Influential research 2016

A research article by Reading academics Dr Manabu Sakamoto and Dr Chris Venditti has become one of 2016’s most talked about science stories.

Together with Professor Mike Benton from the University of Bristol, Dr Manabu Sakamoto and Dr Chris Venditti proposed that dinosaurs were already in evolutionary decline millions of years before the earth was struck by the asteroid widely believed to have caused their extinction. 

The paper was listed as the 50th most influential research study published in 2016, according to publishing data analysts Altmetric.

The article, ‘Dinosaurs in decline tens of millions of years before their final extinction’ was published in Proceedings of the National Academy of Sciences this April and can be accessed freely online:

Lead author Dr Sakamoto said: “I am thrilled to see our work highlighted as one of the most talked about pieces of research in 2016. I never knew there was so much interest in the finer points of Bayesian statistical analysis. Or perhaps it was the dinosaur angle.

“Having such a great deal of public and media attention on our work has been a real eye-opener. It led to an exhausting few days of media interviews, but the result has opened up new research opportunities and potential collaborations with scientists who had probably never heard of me previously.

“My highlights were having our research story turned into an animated cartoon by BBC Radio 4’s Today Programme, and being usefully introduced to Twitter and Reddit for the first time.”

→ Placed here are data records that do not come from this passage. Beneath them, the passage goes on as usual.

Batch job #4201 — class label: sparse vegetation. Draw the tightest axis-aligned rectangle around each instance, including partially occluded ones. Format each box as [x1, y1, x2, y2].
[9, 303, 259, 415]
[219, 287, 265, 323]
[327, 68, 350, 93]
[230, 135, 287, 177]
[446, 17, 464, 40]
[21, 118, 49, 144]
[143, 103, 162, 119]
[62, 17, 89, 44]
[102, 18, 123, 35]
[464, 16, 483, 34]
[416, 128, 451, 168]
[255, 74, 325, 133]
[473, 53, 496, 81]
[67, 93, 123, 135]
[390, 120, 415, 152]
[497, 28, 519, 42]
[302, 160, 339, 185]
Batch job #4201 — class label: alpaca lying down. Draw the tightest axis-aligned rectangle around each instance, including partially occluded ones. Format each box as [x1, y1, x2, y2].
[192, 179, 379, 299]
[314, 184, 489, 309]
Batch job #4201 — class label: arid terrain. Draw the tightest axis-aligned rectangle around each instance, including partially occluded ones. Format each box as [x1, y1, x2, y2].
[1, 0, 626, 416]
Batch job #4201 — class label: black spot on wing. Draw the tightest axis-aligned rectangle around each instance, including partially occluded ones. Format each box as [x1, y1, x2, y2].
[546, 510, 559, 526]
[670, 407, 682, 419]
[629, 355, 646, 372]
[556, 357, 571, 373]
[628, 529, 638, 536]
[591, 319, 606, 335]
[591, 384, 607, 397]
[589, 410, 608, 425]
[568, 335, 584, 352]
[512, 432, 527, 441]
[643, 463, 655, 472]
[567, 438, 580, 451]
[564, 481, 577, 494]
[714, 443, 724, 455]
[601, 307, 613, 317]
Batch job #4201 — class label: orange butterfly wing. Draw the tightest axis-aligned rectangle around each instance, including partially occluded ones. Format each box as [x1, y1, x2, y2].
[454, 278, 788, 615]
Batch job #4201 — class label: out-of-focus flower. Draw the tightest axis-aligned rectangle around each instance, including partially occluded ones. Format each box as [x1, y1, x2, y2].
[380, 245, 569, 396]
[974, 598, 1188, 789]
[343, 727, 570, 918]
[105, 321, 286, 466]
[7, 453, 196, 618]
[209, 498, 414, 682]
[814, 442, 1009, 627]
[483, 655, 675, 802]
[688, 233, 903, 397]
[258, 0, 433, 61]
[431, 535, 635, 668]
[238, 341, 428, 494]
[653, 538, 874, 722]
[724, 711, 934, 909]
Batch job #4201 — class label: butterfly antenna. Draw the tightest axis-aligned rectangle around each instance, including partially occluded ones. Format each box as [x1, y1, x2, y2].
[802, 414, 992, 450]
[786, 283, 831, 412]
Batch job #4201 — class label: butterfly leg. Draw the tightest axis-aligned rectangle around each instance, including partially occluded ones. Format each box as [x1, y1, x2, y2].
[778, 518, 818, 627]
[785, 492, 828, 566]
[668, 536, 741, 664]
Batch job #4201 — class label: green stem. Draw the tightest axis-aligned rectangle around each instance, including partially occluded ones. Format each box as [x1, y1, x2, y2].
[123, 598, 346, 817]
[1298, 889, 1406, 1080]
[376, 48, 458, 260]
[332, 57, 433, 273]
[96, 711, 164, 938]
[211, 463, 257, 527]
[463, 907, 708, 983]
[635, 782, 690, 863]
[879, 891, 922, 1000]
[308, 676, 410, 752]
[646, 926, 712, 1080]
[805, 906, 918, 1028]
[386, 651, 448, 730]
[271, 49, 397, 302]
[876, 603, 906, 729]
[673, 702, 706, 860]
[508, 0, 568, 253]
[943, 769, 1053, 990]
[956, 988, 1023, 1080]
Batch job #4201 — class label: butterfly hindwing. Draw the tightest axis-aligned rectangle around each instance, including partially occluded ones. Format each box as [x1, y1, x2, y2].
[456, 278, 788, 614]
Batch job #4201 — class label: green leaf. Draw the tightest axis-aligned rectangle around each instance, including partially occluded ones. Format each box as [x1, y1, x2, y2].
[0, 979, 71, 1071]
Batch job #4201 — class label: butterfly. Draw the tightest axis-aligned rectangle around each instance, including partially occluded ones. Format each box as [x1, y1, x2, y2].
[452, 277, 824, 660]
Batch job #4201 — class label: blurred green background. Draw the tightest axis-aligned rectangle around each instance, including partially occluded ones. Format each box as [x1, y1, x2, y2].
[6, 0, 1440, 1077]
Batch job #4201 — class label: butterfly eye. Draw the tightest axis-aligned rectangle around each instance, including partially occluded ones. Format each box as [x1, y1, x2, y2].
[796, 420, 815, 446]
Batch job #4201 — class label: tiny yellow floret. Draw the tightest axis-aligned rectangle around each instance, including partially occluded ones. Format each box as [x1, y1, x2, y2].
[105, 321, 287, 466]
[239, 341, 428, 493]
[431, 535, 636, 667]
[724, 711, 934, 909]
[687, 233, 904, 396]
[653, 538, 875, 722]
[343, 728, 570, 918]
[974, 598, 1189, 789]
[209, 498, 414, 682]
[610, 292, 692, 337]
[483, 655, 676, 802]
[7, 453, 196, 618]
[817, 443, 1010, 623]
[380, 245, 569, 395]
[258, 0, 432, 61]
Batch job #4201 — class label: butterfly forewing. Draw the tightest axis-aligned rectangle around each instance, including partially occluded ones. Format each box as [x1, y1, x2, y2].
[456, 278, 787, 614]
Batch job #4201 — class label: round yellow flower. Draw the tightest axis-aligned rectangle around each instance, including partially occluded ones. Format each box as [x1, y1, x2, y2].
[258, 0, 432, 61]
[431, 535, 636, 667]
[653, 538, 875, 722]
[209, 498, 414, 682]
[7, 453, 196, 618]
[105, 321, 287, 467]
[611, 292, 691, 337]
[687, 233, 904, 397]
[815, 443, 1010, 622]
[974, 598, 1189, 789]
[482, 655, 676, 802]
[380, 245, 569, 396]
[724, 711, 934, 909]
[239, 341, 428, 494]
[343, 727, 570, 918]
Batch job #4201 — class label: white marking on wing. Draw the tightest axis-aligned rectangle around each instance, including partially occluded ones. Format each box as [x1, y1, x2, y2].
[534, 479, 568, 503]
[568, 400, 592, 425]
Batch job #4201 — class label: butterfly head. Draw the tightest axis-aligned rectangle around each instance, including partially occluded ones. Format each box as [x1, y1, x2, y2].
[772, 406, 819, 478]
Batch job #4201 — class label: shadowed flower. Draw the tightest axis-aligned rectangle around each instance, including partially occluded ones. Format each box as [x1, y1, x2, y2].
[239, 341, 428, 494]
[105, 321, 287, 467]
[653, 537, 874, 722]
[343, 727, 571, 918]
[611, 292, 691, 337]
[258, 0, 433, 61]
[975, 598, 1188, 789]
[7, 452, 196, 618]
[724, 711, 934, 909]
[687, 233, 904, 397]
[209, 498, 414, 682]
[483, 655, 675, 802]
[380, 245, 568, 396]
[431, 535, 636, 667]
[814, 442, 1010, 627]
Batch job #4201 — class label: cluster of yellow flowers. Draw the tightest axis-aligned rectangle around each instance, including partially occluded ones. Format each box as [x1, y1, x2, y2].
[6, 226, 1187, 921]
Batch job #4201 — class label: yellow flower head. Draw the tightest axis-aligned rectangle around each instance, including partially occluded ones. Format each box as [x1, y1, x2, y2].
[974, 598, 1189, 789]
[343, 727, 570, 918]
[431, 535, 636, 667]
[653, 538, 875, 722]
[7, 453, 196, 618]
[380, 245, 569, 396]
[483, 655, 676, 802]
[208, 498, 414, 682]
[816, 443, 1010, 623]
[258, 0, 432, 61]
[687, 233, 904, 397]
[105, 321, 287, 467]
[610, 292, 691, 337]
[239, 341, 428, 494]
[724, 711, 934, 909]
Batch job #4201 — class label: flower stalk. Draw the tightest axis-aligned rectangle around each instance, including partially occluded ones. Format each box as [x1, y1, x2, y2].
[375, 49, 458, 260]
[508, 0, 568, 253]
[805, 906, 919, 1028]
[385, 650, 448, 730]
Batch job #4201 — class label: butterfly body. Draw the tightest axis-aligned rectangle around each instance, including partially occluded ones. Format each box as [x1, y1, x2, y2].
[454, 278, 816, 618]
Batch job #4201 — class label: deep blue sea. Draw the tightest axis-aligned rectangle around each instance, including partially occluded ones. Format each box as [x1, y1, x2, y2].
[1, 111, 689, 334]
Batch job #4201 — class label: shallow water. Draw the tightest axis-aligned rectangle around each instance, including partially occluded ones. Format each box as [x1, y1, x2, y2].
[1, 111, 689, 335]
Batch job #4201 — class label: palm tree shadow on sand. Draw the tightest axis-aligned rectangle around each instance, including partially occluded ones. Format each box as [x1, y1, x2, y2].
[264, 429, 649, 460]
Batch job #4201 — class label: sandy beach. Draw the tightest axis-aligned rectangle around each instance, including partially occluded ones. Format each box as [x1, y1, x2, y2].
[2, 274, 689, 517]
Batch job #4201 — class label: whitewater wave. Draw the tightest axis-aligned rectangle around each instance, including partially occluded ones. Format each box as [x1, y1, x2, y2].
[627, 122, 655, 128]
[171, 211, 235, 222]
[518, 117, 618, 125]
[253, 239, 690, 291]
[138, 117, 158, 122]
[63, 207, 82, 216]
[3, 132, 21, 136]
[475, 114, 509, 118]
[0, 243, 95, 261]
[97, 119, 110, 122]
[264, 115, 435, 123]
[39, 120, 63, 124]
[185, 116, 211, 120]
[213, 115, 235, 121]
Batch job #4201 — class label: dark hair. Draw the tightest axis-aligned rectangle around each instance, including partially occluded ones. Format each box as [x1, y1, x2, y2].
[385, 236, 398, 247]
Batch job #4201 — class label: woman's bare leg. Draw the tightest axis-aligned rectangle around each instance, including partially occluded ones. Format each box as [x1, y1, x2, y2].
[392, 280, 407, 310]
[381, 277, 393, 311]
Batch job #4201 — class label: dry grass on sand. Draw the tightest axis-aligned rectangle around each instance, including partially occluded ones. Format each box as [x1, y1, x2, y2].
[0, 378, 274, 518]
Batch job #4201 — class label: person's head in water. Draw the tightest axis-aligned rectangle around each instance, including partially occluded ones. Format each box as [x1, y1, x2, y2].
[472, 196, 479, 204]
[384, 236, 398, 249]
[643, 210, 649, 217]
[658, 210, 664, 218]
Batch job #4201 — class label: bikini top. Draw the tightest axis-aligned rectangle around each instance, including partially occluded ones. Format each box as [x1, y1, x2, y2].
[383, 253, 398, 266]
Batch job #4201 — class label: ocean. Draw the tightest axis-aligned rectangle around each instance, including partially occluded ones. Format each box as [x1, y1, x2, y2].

The annual Altmetric Top 100 highlights published research papers in 2016 that have generated significant international online attention and discussion - from mainstream news media, blogs, Wikipedia, social media platforms including Twitter, Reddit & Facebook, and in other academic forums.

The Reading dinosaur paper led to huge news media and social media coverage around the world, with coverage in almost 200 media titles including BBC News, the Washington Post and Vice News, along with hundreds of mentions on Twitter, Facebook and elsewhere.

The huge level of interest made the research paper not only one of the most talked-about science stories of 2016, but the 170th most talked-about online stories ever, from more than 6 million stories tracked by Altmetric.